Northern Prairie Wildlife Research Center
We examined the soil samples in two ways. First, we visually examined one duplicate of the three wetland and the three upland soil samples from each wetland for recalcitrant remains of invertebrates under a low-magnification dissecting scope after concentrating remains by sieving through a 0.5-mm-mesh screen. Second, we incubated the remaining soil samples in 37.9-L aquaria under standardized light (12-hour day length), specific conductance (700 ÁS cm-1), and temperature regimes (four weeks at 8°C followed by four weeks at 22°C). In order to promote the emergence of the maximum number of taxa, we used the above dual temperature regime meant to simulate temperatures of wetlands following early spring snowmelt and after major summer precipitation events. At the end of the first 4-week incubation, we siphoned the contents of each aquarium through a 0.5-mm-mesh screen and returned the sieved water to its original aquarium for a second incubation at the alternate temperature. Invertebrates retained by the 0.5-mm-mesh screen during each 4-week incubation were combined and processed as a single sample. Invertebrates were sorted into taxonomic groupings according to Pennak (1989) and enumerated from both the visually examined field samples and our incubated aquarium samples, hereafter termed field and incubated samples, respectively.
To facilitate use by those not very familiar with invertebrate identification, we also did an analysis with a simplified taxonomy. For this purpose, we combined into single groupings all planorbid snail shells, lymnaid snail shells, physid snail shells, cladoceran resting eggs (ephippia), ostracod shells, and trichopteran cases for the visually examined field samples, as well as all Cladocera, Copepoda, Ostracoda, Anostraca, and Conchostraca individuals for the incubated samples.

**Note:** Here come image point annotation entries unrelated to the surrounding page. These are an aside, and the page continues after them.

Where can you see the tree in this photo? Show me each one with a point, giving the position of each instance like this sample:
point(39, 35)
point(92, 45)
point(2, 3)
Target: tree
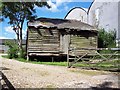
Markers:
point(18, 12)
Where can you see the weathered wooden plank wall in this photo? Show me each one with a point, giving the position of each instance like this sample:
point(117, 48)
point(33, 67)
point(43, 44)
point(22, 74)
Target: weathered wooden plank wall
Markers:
point(82, 42)
point(43, 40)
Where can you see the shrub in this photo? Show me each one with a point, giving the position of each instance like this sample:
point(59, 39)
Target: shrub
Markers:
point(13, 49)
point(106, 39)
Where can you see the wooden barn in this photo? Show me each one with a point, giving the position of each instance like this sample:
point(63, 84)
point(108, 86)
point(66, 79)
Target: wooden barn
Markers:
point(55, 37)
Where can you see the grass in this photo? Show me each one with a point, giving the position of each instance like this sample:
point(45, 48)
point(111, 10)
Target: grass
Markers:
point(104, 65)
point(34, 62)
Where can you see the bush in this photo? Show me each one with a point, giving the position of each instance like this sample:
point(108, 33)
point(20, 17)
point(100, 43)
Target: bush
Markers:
point(13, 49)
point(106, 39)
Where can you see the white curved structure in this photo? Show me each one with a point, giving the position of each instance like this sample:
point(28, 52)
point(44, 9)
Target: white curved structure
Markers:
point(105, 14)
point(77, 13)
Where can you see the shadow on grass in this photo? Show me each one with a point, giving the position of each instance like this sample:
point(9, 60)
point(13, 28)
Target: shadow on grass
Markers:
point(104, 86)
point(7, 85)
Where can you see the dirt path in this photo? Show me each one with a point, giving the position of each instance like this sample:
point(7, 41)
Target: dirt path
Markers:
point(27, 75)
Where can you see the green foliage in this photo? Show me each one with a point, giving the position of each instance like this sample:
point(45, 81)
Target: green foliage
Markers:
point(13, 49)
point(106, 39)
point(19, 12)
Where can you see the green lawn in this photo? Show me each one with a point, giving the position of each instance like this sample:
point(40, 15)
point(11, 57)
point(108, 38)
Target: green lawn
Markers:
point(104, 65)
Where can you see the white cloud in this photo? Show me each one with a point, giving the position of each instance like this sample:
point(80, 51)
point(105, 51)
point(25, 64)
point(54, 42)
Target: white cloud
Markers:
point(1, 37)
point(55, 4)
point(9, 30)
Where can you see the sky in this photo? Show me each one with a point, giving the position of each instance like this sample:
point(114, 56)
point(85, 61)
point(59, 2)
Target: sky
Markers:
point(59, 9)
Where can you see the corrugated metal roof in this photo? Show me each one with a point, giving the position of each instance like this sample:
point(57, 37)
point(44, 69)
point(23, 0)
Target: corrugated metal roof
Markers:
point(61, 24)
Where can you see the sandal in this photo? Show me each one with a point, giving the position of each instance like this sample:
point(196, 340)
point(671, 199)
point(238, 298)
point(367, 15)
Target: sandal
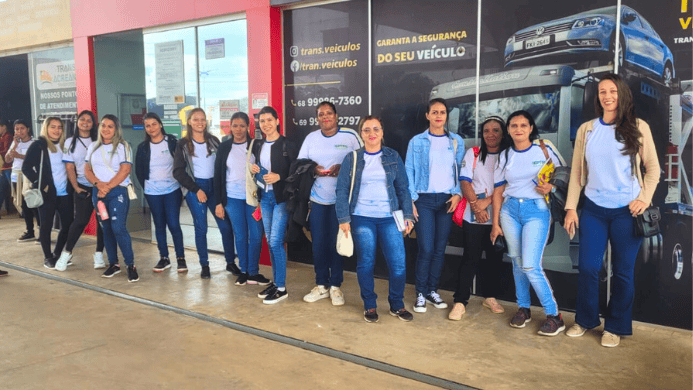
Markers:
point(492, 304)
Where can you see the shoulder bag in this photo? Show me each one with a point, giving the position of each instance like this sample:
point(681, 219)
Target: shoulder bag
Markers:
point(33, 196)
point(458, 215)
point(345, 244)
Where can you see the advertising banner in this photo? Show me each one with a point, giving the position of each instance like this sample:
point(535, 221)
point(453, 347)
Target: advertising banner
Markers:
point(54, 89)
point(415, 47)
point(170, 72)
point(326, 60)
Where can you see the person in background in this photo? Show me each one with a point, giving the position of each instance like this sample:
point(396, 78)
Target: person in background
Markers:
point(43, 166)
point(525, 218)
point(193, 167)
point(74, 156)
point(380, 196)
point(476, 177)
point(230, 186)
point(273, 158)
point(107, 168)
point(154, 170)
point(608, 153)
point(23, 138)
point(5, 167)
point(327, 147)
point(433, 161)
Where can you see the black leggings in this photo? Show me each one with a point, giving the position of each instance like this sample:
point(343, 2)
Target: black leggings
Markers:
point(28, 214)
point(63, 206)
point(84, 208)
point(477, 238)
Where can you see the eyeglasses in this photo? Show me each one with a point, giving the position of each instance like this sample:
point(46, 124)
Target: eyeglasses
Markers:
point(374, 130)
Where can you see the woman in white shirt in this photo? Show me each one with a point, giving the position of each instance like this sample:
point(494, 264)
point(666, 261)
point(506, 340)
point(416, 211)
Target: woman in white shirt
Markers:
point(23, 137)
point(525, 218)
point(86, 134)
point(476, 178)
point(43, 166)
point(606, 161)
point(109, 162)
point(193, 167)
point(154, 170)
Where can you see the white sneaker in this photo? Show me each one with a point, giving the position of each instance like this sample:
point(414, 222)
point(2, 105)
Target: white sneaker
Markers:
point(98, 260)
point(316, 294)
point(436, 300)
point(337, 296)
point(61, 264)
point(420, 305)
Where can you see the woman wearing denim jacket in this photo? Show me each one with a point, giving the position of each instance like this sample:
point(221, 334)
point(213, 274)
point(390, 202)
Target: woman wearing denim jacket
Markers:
point(433, 161)
point(380, 189)
point(193, 167)
point(273, 158)
point(614, 194)
point(526, 218)
point(154, 169)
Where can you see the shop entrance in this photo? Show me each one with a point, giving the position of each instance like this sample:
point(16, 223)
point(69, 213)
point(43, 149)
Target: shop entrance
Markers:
point(15, 96)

Data from the three transects were summed to provide a single value for each wetland and another for the adjacent upland. We computed means and standard errors of number of taxa and LogCount, unweighted and weighted by wetland-obligate status, for field and incubated samples, within location (upland, wetland), and by wetland class (seasonal, temporary). We tested for differences between upland and wetland sites and between wetland classes with a randomized-incomplete block analysis of variance using PROC MIXED (SAS Institute 1997), where habitat type (upland, temporary wetland, seasonal wetland) was the explanatory variable and sites were blocks. The response variables were number of taxa and LogCount; the explanatory variable was habitat type (upland, temporary wetland, seasonal wetland). We also computed least-squares means for each response variable by habitat type (SAS Institute 1997); separation among habitat types was performed using Fisher's protected LSD procedure following significant F-tests in ANOVAs (Milliken and Johnson 1984). This procedure was performed for both field and incubated samples and for complete and simplified taxonomies.
To classify wetland sites, we found a straight line in the Taxon RichnessLogCount plane (i.e., a two dimensional, flat surface) that best distinguished upland from wetland sites on the basis of those two variables (Figure 1). This was done through an iterative trial-and-error procedure by successively calculating lines and then determining the number of misclassified sites: the number of wetland sites below that line plus the number of upland sites above the line. A line that produced the minimum number of misclassifications was selected. This was done separately for the field and incubated samples. We chose this method because of its simplicity and the fact that the data did not meet assumptions of other straightforward classification methods, such as linear discriminant function analysis.